Friday, November 18, 2011

Free Wine at a Winery

You expect to get free wine samples at a winery, but I was given a bottle of wine for free by the owner.  After an interlude of hilarity.  I received the bottle after going round the back of the shop with the owner where he said he wants to show me something. So on our return, when he gave me a free bottle of wine,  there were a lot of winks and nods.

It all started when I confessed that I do not like Shiraz. Justin McNamee the owner of Samuel's Gorge winery, where we were closing a day of wine tasting,  continuing to enjoy the wine he poured for his visitors,  took me around the back of the shop and showed me the old vintage equipment as a way of explaining how pure the process is.  My answer being that “that purity” might be why I do not like it. Quizzically he stopped talking and waited. 

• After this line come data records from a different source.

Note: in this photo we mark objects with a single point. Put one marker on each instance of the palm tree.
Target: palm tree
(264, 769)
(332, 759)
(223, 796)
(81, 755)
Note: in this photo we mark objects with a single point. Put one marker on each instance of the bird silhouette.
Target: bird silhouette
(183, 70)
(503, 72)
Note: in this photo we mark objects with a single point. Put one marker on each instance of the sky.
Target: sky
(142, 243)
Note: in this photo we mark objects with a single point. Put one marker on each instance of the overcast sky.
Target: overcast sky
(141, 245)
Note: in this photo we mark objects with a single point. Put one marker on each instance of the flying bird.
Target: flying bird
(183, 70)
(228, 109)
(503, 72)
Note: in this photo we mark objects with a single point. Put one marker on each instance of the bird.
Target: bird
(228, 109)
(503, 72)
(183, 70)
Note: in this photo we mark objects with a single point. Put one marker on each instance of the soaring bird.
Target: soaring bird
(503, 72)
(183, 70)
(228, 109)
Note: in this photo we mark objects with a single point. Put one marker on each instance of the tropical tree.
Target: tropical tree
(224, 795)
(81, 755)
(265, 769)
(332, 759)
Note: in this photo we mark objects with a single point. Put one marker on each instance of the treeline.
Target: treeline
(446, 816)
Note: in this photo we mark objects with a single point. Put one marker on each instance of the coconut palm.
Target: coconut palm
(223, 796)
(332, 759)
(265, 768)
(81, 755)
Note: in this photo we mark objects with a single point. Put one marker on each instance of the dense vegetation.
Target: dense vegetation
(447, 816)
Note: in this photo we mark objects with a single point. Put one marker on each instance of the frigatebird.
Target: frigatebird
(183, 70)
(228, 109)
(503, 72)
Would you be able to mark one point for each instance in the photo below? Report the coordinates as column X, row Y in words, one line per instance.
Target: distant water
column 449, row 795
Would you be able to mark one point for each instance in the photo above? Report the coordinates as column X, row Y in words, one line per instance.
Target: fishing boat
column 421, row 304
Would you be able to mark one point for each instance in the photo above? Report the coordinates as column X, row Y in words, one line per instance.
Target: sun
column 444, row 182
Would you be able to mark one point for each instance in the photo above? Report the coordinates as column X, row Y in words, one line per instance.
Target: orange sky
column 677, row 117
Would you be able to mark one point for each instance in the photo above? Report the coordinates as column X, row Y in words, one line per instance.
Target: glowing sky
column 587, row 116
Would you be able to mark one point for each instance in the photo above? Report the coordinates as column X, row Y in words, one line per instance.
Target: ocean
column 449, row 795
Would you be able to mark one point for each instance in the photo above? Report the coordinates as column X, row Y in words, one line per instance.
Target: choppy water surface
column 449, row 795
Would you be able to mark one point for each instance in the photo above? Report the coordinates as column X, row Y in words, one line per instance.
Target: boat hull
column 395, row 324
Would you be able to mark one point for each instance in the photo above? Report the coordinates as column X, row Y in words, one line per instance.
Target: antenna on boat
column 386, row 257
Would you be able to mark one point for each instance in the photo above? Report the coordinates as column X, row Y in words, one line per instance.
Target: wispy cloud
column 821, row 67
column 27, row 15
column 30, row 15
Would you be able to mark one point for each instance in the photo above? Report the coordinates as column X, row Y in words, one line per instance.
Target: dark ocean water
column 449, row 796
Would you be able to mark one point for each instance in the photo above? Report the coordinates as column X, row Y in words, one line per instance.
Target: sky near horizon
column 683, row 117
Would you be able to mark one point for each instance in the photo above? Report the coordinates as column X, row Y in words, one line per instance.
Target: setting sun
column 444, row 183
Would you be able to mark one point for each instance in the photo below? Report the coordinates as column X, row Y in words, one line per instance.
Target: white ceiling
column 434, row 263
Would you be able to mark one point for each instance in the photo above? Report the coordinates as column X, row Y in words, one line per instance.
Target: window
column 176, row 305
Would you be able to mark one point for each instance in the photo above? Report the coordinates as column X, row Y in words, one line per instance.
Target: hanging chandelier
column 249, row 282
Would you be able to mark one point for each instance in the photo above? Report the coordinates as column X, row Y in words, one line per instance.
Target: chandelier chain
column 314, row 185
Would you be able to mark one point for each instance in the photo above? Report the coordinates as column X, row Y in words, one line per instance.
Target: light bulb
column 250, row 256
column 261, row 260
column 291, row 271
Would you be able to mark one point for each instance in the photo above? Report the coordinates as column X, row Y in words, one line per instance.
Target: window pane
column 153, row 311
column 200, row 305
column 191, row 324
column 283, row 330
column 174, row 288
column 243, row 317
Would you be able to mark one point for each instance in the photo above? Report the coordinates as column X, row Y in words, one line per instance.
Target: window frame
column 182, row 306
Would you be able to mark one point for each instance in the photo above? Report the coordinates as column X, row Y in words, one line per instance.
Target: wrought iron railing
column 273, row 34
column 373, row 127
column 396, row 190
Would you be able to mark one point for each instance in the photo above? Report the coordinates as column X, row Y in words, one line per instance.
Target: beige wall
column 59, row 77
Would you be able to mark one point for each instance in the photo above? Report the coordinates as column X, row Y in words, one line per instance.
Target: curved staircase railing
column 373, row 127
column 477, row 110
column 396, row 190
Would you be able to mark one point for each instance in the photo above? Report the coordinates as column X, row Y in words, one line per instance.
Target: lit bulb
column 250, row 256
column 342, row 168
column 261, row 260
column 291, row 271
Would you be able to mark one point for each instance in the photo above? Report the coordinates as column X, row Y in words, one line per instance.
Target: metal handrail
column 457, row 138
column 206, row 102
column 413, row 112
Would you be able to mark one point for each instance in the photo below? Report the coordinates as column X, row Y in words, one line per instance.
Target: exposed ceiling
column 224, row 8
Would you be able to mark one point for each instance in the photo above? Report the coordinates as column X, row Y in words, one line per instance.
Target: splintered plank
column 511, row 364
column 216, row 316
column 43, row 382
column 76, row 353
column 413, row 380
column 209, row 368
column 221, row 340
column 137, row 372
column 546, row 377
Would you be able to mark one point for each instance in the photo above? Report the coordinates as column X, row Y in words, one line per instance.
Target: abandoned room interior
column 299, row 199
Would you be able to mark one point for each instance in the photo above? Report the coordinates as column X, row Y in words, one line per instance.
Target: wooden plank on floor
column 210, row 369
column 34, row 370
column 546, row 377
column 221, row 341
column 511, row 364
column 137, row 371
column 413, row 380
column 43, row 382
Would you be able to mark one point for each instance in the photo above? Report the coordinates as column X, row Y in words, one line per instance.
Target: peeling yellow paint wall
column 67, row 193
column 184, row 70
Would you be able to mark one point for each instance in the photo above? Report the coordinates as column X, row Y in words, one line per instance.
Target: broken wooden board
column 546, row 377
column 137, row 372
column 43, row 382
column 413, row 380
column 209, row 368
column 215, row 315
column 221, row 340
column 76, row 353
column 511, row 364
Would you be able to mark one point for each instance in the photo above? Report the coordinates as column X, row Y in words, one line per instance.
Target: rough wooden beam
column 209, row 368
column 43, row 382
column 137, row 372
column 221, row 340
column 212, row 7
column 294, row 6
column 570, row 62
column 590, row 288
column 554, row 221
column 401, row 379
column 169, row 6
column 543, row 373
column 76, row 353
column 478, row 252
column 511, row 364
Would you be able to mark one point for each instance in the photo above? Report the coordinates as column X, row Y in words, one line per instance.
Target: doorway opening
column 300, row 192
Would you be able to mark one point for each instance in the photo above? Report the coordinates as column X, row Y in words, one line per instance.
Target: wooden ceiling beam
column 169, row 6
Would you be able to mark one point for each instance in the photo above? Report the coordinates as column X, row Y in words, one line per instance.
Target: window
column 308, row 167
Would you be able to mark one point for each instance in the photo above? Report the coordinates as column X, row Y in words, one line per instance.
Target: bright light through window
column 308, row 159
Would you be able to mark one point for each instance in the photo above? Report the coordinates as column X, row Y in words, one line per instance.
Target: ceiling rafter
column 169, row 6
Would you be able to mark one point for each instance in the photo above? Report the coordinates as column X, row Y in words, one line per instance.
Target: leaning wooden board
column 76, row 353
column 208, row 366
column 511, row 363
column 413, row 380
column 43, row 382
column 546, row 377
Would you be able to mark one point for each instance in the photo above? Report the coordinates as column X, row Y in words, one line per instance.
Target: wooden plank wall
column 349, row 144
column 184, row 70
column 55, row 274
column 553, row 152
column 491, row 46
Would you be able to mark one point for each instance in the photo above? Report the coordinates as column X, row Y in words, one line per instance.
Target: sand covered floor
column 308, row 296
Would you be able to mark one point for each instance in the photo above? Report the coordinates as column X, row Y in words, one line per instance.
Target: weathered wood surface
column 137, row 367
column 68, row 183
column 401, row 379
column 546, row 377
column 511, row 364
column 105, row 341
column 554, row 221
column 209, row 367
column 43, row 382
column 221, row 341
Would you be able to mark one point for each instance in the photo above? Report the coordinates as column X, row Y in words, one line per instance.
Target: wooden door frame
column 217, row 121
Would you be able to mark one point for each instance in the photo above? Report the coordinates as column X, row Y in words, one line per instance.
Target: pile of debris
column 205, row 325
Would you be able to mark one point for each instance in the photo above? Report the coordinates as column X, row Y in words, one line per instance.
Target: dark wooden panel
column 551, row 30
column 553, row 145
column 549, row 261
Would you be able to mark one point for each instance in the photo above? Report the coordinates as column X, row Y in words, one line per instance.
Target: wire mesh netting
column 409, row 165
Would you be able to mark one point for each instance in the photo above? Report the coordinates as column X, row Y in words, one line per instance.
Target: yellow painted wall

Well the reason I do not like Shiraz has nothing to do with the quality. It is to do with the taste and texture of wine. Certain wine resonates with me as an unique experience. Whether it is because of what I was brought up with, perhaps it transports me to another more happy times. Perhaps it agrees with my constitution, makes me feel better, happier, stronger more virile. Perhaps it is what I expect a good wine to taste like. Whatever the reason, some wine does it for me. Cabernet Sauvignon and Merlot does it for me. Other wines, especially the pure types of Shiraz, Pinots and especially the Zinfandels, do not.

That is what Justin and I talked about in the back of his wine pressing workshop. And the same attraction applies to people. After sampling some 16 wines and a couple of bottles of wine, a delicious lunch, talking was easy and open. We discussed wines and then people until the obvious distinction become less apparent.   I  feel a resonance with clever, adventurous, confident, slightly eccentric people. I feel comfortable in their company. Not all people have these qualities, but within this group, I gravitate towards the more unique. Selecting the pure wine. This is where Justin and I shook hands and he presented me with a bottle of tempranillo wine.


There are mini reflections of the whole. The secrets of life might be too broad for our brains to comprehend, but there are mini reflections, glares that we can perceive. And it is a stretch to even suggest that wine reflects life, but it is within our comprehension to understand that our appreciation of wine (or beer, or art, or music) is based on fundamental pleasures. Pleasures that are specific and tuned to who we are as human beings. Combining all of these pleasures together; from tactile to taste to auditory to visual and you can easily see how there is a dance of the sense. A symphony.  Each appreciation reflects your essence as a person. And because of this essence, these tastes only get refined but not changed.  I have a similar resonance with people. Old close friends that show up in my life still resonate deeply within me.

Johannes Kepler was convinced that the geometrical blueprint that provided the Creator with the model for decorating the whole world was based on musical harmonies.  He attempted to explain this not with mathematics or physics, but with music. And he was not alone. The harmony of the universe had been studied by Pythagoras, Ptolemy and many others before Kepler. The central set of "harmonies" was the musica universalis or "music of the spheres."

Finding, or coming across wine, music, people that are in tune with your harmony is not often. Shiraz might be a pure tone, but it is not part of my harmony. Welcome Tempranillo.